管理者は、Forms の画面だけを見ても十分ではない。Drive の共有、教材フォルダの権限、PDFの版管理、DLP、回答データの保存先、教育部門や人事部門のオーナー権限を合わせて見る必要がある。たとえば、全社員が見られる研修PDFだけを参照させる運用と、人事評価資料や顧客別提案書まで参照できる運用では、リスクがまったく違う。

また、Google Meet AI議事録の既定オン と同じく、プランごとの既定値や利用者体験の変化を管理者が先に把握しておきたい。Gemini 機能は便利なため、利用者は「使えるなら使ってよい」と受け取りやすい。管理者側が、どの研修に使えるのか、どの資料は参照禁止なのか、生成後に誰が承認するのかを示さないと、現場ごとの判断にばらける。

日本企業での初期導入手順

最初の30日は、全社展開ではなく、低リスクな研修から始めるのが現実的だ。候補は、公開済み製品FAQ、社内ツールの基本操作、一般的なセキュリティ啓発、オンボーディングの確認テストなどである。顧客固有情報、人事評価、法務判断、医療・金融助言、資格認定に直結する内容は、少なくとも初期検証から外すべきだ。

次に、参照元ファイルを固定する。Gemini に「このDriveフォルダの最新教材だけを使う」と人間が運用で決めても、実際の権限が広いと別資料を参照できてしまう。研修ごとに教材フォルダを分け、最新版だけを置き、古いPDFはアーカイブへ移す。

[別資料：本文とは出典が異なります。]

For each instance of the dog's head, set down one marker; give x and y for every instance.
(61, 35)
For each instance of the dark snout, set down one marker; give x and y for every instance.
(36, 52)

設問生成後は、出題範囲、正答、点数、説明文、公開範囲を人間が確認する。

最後に、回答データの扱いを決める。Forms のクイズは作成だけで終わらない。誰が回答するか、回答結果を誰が見るか、スプレッドシートへ出すか、保存期間をどうするか、未受講者へ督促するかまで運用が続く。生成AIで作成が速くなるほど、配布と集計も増えやすい。回答データに個人の成績や理解度が含まれるなら、アクセス権と保存期間を明文化すべきである。

まとめ

Google Forms の Gemini クイズ生成は、教育や研修の小さな面倒をかなり減らす更新である。PDFやDrive資料をもとに問題、正答、点数まで初稿化できるなら、研修担当者は作成作業からレビュー作業へ移れる。

一方で、日本企業が見るべき焦点は「簡単にクイズを作れる」ことだけではない。参照元の版管理、Smart features の設定、Drive 権限、正答レビュー、回答データの保存がそろって初めて、安全な研修運用になる。Forms は軽いツールに見えるが、評価や教育に使われると業務記録になる。Google Workspace の Gemini を使うなら、Docs、Slides、Meet と同じく、Forms も Workspace AI ガバナンスの対象に入れるべきだ。